Zindzi was the youngest daughter of Nelson Rolihlahla Mandela and Nomzamo Winnie Madikizela, Zindzi spent many years involved in South Africa’s freedom struggle.

Zindzi succumbed to Covid-19 according to her son, she passed away on Monday morning after a short illness and was buried next to her mother Mama Winnie Madikizela- Mandela at a cemetery in Fourways.

In shocking details, it is alleged that the late Zindi Mandela didn’t received her salary for a few months, a move described as to punish her by The Department of International Relations and Cooperation.
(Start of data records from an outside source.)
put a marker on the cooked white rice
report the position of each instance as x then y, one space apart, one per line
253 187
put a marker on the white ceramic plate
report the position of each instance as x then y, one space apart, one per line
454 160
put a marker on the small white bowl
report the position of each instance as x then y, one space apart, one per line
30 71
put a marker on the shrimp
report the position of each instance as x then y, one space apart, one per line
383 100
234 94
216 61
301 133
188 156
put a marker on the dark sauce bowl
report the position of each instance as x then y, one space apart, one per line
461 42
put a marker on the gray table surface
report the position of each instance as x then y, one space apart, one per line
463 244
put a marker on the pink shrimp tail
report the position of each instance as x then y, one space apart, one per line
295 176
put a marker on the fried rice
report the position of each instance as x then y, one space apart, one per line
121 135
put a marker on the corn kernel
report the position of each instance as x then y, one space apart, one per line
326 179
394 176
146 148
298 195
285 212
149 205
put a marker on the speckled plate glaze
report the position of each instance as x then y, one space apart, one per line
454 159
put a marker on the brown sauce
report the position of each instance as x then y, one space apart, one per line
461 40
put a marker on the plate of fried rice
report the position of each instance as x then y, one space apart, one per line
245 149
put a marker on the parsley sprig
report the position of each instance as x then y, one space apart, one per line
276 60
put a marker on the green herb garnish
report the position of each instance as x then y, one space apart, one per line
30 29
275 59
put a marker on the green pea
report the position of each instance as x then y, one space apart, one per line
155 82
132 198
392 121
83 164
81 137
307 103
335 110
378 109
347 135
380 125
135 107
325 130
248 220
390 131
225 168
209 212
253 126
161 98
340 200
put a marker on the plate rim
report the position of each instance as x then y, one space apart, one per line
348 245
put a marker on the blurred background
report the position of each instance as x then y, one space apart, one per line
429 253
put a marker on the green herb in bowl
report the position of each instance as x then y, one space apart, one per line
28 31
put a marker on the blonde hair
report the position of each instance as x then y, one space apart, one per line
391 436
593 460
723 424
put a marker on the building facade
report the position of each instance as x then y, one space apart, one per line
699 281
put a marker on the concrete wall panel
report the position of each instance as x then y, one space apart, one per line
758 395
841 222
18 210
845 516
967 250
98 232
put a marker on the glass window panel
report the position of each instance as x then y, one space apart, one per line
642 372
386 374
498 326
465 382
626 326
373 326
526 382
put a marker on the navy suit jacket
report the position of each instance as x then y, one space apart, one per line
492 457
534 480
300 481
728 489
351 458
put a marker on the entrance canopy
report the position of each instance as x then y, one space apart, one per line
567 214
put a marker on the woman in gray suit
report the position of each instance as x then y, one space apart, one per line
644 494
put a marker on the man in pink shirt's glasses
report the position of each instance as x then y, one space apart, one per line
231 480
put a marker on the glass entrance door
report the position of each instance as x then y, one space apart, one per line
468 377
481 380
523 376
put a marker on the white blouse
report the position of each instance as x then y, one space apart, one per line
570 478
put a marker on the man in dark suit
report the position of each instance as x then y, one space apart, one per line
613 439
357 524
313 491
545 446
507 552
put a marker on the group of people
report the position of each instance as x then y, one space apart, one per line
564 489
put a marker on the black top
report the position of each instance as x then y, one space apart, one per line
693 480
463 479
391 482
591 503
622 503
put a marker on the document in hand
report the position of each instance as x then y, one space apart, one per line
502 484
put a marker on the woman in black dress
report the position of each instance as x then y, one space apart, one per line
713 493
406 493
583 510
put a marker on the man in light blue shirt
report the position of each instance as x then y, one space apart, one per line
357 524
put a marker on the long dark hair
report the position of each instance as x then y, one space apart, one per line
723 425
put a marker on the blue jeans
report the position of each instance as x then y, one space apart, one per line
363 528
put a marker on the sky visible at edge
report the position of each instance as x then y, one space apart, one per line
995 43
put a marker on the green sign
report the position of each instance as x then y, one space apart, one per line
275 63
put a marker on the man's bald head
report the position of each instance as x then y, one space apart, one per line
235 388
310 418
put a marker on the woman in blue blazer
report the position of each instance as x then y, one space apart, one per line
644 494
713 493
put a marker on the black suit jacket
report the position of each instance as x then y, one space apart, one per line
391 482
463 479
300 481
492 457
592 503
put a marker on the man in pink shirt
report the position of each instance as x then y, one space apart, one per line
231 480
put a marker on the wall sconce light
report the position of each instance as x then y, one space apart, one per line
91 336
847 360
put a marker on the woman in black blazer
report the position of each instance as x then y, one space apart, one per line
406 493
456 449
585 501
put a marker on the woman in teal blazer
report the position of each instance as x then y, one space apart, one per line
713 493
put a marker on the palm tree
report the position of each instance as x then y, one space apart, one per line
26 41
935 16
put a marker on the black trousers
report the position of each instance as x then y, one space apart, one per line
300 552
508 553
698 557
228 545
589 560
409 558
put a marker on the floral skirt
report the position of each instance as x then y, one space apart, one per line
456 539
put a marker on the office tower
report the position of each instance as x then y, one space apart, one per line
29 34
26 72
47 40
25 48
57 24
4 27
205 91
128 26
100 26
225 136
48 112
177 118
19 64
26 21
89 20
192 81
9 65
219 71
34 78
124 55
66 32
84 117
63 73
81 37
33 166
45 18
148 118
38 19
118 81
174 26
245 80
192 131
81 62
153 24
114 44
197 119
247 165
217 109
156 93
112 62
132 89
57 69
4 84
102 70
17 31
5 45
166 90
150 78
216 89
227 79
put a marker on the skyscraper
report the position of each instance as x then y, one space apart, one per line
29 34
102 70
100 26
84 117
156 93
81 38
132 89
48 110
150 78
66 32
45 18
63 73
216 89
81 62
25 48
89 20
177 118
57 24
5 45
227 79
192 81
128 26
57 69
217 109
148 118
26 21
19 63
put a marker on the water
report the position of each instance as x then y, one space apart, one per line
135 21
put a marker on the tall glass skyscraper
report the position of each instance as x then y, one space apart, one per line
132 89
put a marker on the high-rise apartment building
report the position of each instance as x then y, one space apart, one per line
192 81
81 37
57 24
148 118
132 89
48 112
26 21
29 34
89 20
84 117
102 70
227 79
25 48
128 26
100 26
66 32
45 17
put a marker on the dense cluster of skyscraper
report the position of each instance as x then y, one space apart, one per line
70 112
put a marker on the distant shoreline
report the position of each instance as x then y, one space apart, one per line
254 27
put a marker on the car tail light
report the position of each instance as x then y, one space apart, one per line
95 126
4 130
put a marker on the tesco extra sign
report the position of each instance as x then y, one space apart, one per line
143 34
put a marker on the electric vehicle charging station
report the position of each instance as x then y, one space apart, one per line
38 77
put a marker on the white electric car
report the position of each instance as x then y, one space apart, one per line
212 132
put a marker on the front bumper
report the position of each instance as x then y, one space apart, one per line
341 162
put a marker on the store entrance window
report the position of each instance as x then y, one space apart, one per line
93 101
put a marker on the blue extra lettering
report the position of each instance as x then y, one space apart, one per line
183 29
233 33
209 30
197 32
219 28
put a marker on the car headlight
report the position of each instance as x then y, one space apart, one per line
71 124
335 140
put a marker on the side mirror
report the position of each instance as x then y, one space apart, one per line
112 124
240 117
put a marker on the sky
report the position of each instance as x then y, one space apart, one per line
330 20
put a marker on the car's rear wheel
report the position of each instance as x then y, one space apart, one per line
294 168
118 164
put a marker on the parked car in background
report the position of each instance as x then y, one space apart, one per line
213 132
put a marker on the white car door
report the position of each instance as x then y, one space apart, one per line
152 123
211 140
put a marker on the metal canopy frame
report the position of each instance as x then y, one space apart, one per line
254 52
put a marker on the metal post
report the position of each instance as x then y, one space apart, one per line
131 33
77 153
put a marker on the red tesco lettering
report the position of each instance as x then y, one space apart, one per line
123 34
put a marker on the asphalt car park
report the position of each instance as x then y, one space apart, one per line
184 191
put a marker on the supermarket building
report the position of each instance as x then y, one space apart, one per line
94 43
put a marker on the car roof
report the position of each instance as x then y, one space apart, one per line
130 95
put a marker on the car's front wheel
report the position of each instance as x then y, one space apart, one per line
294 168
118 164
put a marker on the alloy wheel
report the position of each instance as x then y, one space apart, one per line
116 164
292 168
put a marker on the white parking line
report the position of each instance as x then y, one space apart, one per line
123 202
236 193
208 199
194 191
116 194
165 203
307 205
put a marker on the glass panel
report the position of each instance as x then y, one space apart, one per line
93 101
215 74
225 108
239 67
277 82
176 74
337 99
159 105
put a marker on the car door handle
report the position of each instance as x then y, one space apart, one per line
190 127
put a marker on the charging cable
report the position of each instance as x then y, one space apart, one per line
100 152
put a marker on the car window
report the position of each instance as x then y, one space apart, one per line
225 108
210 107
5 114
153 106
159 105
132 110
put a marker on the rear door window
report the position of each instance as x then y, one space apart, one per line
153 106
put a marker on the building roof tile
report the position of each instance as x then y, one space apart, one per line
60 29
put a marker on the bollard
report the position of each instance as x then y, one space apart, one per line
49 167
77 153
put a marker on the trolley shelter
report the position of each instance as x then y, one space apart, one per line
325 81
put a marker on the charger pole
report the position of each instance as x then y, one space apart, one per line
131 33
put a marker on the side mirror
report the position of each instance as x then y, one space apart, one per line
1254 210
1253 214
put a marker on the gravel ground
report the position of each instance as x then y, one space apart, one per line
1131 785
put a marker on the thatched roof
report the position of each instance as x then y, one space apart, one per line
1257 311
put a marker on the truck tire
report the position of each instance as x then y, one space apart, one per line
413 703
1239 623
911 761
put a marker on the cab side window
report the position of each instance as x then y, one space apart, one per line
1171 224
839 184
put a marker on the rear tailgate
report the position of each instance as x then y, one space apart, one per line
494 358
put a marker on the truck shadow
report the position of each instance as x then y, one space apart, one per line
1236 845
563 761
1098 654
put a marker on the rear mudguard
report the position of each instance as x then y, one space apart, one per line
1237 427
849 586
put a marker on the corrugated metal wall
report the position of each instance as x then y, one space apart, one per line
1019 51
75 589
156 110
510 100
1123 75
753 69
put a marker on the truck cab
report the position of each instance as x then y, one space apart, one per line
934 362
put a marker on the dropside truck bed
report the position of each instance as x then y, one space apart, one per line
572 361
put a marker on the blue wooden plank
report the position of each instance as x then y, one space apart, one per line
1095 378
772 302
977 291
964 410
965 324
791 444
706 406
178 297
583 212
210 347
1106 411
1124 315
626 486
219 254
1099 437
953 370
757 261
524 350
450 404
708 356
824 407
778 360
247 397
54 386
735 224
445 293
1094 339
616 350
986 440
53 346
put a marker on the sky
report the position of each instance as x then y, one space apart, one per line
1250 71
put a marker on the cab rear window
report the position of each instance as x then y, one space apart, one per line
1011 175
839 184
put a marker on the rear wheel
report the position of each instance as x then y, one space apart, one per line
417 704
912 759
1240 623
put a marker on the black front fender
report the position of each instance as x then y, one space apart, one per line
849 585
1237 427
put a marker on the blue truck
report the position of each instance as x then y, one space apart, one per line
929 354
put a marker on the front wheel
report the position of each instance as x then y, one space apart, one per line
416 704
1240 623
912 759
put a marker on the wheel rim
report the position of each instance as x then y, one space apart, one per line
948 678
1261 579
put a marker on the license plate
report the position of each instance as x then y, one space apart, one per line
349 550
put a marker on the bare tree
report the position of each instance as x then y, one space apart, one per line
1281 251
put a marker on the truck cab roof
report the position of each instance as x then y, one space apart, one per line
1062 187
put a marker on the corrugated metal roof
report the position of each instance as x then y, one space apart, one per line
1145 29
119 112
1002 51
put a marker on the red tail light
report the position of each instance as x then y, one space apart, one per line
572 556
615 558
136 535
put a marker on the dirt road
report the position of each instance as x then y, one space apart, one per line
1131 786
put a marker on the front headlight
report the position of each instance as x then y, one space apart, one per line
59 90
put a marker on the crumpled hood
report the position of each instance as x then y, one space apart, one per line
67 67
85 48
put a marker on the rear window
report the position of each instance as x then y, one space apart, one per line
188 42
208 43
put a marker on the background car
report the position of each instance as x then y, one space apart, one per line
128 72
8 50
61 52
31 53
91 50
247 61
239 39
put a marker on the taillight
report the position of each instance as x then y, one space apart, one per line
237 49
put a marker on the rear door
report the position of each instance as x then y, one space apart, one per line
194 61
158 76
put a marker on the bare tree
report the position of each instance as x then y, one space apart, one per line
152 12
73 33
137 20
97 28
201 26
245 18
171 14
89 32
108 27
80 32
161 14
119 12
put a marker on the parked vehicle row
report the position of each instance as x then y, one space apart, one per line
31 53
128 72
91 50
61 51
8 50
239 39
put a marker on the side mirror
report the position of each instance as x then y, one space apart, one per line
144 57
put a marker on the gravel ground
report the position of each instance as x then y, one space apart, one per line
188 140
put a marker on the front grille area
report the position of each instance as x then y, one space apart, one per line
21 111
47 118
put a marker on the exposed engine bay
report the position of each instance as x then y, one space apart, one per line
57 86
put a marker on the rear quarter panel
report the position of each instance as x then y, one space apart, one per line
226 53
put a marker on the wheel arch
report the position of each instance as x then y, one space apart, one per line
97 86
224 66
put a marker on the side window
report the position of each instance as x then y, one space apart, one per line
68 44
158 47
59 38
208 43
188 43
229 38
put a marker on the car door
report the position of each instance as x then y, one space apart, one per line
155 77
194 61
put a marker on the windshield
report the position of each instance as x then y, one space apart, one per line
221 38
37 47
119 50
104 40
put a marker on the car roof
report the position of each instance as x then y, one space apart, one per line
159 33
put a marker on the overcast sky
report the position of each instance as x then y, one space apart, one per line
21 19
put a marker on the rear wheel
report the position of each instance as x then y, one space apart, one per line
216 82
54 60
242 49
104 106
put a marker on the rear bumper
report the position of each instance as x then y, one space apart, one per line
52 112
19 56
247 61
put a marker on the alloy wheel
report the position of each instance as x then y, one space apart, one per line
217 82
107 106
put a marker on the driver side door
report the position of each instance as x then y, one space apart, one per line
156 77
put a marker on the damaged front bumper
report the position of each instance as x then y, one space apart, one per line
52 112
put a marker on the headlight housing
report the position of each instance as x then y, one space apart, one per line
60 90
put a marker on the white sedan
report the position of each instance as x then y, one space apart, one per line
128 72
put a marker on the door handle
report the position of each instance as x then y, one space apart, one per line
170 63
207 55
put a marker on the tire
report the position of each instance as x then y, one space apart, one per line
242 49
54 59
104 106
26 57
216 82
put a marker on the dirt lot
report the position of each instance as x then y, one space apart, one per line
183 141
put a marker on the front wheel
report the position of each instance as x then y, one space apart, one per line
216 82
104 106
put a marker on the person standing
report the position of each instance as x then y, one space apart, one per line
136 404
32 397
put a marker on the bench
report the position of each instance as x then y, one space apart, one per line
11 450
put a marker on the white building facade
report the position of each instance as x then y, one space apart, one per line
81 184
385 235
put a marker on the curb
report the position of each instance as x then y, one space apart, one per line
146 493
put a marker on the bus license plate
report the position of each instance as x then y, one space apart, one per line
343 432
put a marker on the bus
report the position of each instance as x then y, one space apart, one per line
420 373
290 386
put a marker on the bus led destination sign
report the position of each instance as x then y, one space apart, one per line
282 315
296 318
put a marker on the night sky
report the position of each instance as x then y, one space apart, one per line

It is alleged that Minister of International Relations and Cooperation Naledi Pandor sent Zindzi Mnadela a message that she should go to the Liberian embassy during her sick period.

Posting on Twitter, a source close to the family revealed the whole ordeal.

#RIPZindziMandela , Many do not know that in the middle of all the eulogies, you were not paid your salary for months by DIRCO. To punish you, Naledi Pandor sent you a message that you should go to the low-ranking Liberia embassy. Rest in power Mbokodo.

Zindziswa “Zindzi” Mandela was South Africa’s ambassador to Denmark at the time of her death.

Economic Freedom Fighters Julius Malema paid tribute to Zindzi for her role in the liberation of South Africa from the shackles of apartheid.

“She survived the most brutal regime at an early age and we thought that this crisis and invisible enemy (coronavirus) we are confronted with today, she is going to survive it because she has seen worse. And when people like mama Zindzi succumb to this invisible enemy we all remain hopeless and we are shattered,” Malema said.

President Cyril Ramaphosa thanked the Mandela family for “the very important gesture of sharing the COVID-19 information with the nation”.

“In doing so you are helping to encourage social acceptance for sufferers. This is a virus that affects us all, and there should never be any stigma around people who become infected,” said Ramaphosa.